Curioso também que nesses tempos ditos pós-históricos essa pintura retorne a um privado historicismo, interrompendo, de certa maneira, uma direção de anos e anos. Oportunidade de pausa ou descanso de certos valores pictórico arduamente conquistados, até mesmo da tão característica e única monocromia. Desindentificando-se, talvez dissimulando-se para reencontrar o ambicioso programa do início que implicava, nada menos, que uma revisão histórica da pintura em seus momentos fundamentais. Empreendimento sem qualquer heroísmo nostálgico, muito mais, sem dúvida, tarefa íntima de pintor, do pintor que pode se reexaminar telescopicamente, com franqueza, surpresa e, talvez, emoção. Mais que remakes, auto-apropriações, são encontros/confrontos plástico-temporais. O Homem Construtivista Excitado, desenho de 1977, a mancha vermelha do Auto-retrato de 1973, Rubens on the beach de 1978, estão de volta, assim como outros elementos que retornam após a ruptura de 1978 entre artista e pintor.
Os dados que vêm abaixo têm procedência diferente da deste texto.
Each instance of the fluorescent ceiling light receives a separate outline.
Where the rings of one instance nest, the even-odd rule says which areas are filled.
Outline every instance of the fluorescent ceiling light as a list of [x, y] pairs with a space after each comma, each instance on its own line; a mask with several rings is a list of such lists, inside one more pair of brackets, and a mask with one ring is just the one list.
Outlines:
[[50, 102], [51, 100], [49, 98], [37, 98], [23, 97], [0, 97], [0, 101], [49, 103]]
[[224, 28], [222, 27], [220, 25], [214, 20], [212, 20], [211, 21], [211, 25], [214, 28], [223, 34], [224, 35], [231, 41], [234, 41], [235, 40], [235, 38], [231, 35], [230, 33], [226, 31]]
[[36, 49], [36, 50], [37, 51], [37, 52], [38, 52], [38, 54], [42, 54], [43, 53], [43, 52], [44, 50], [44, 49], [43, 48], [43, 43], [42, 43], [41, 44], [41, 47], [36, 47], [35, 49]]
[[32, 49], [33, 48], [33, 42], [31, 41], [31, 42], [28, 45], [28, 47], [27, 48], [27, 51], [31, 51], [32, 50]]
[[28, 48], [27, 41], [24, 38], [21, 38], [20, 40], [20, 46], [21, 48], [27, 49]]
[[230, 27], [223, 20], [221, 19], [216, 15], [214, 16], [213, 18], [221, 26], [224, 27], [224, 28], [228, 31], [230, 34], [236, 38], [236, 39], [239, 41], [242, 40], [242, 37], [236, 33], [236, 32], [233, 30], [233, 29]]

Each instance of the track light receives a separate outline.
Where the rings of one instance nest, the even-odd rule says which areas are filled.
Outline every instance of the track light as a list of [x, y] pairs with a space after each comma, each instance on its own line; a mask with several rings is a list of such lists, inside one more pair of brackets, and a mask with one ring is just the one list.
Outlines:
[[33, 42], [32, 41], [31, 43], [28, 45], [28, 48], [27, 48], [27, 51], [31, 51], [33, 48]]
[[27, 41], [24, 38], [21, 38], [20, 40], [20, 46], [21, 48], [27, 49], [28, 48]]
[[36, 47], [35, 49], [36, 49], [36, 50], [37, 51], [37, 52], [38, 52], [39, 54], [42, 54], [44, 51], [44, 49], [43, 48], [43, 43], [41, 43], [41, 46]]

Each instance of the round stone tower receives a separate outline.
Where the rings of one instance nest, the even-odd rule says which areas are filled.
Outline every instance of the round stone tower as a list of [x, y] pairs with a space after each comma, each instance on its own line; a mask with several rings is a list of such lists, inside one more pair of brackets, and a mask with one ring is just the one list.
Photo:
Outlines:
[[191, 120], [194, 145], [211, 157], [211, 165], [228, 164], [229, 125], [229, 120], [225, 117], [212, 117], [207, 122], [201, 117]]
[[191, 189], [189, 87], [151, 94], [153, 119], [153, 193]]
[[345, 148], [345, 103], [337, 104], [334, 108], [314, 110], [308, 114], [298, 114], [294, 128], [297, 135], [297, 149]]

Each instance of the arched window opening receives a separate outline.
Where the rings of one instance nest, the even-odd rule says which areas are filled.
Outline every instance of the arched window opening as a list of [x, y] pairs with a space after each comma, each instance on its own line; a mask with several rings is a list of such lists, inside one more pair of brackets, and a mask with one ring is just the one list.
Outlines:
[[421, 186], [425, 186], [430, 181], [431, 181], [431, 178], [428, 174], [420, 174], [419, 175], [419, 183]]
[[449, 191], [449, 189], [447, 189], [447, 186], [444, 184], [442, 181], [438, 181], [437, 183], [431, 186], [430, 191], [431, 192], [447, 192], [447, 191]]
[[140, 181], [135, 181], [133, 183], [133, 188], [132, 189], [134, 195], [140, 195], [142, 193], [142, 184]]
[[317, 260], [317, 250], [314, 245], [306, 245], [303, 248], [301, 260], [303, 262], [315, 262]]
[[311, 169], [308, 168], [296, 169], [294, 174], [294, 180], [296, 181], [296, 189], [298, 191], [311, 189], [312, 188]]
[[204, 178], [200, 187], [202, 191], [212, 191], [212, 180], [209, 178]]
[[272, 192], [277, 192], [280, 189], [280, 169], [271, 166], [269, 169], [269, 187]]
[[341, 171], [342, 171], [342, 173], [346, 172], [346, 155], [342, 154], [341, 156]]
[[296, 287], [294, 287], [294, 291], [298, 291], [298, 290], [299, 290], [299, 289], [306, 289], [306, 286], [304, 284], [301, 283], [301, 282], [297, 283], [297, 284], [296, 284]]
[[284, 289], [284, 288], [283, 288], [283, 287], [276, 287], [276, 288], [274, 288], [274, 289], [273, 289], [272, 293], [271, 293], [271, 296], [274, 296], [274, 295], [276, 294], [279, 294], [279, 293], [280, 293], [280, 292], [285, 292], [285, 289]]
Ruptura que, na época, determinou uma transformação crítica: o razoavelmente bem sucedido artista da maleta executiva; o conceitual do trauma político iria ter que reaprender a pintar, começar do início, iniciar um novo círculo. Dito isso, parece evidente que não se trata de um caso de reconciliação, não há antagonismo entre um e outro, muito mais continuidade de posição ante a arte. Um e outro, o mesmo que hoje se vê no outro.
Temos uma nova versão de Quem Tem Medo de Verde, Amarelo, Azul e Barnett Newman?; 25 anos depois os dois pólos ainda tensionam, ainda movem o trabalho adiante. Lado a lado, hoje e ontem a mesma questão histórica ainda permanece; a nossa modernidade conquistada e insuficiente em curso avançado. História e memória, o mesmo desafio existencial/artístico continua na ordem do dia.
Círculo – ou ciclo – quando se fecha termina, quando se reencontra recomeça.